Hi all,
I've got a star mesh community with 11 center gateway clusters and 5 satellite gateways. A mix of 5000 and 3000 series (R81.20) and some Quantum Sparks (R81.10). One of my center gateway clusters (3000) will not establish a tunnel with other gateways, with the exception of one of the Quantum Sparks. I'm also using Harmony VPN and that tunnel is active.
On the problem cluster in SmartView Monitor, it shows a "Down" state to most other gateways, but will show "Up - Phase 1" at times. Looking at my other gateways/clusters to the problem cluster, it's similar - some show "Up - Phase 1" and others show "Down."

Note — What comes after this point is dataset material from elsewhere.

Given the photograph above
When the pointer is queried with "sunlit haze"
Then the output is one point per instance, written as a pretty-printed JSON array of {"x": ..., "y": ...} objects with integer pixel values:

In the logs, outgoing connection attempts from the problem cluster are rejected with the message, "Informational exchange: Sending notification to peer: Invalid IKE SPI IKE SPIs: 20cb86c6725e2650:e095fab9ae48e34d." Incoming attempts from other gateways/clusters are rejected with the message, "Child SA exchange: Exchange failed: timeout reached."
I'm also seeing some drops on the VPN blade, with the active member of the problem cluster as the Origin. There is little information - the destination is the problem cluster, but there is no source, service, etc. The VPN Peer Gateway is one of my other gateways/clusters.
I've tried resetting the tunnel, rebooting the problem gateways, other gateways, pushing policy, updating to the latest Take (118), deleting SA's via "vpn tu" and even removing the problem cluster from the VPN community and adding it back, but nothing changes. And it's driving me crazy that one tunnel gets established without an issue...
I should note that I don't know when this started. We have SD-WAN appliances at most of these sites, including the problem site, and traffic is routed through those as a primary, with the CP tunnels as backup. So nobody would really notice if the tunnel is down.
My next step is to open a ticket, but thought I'd ask here first. Thanks all.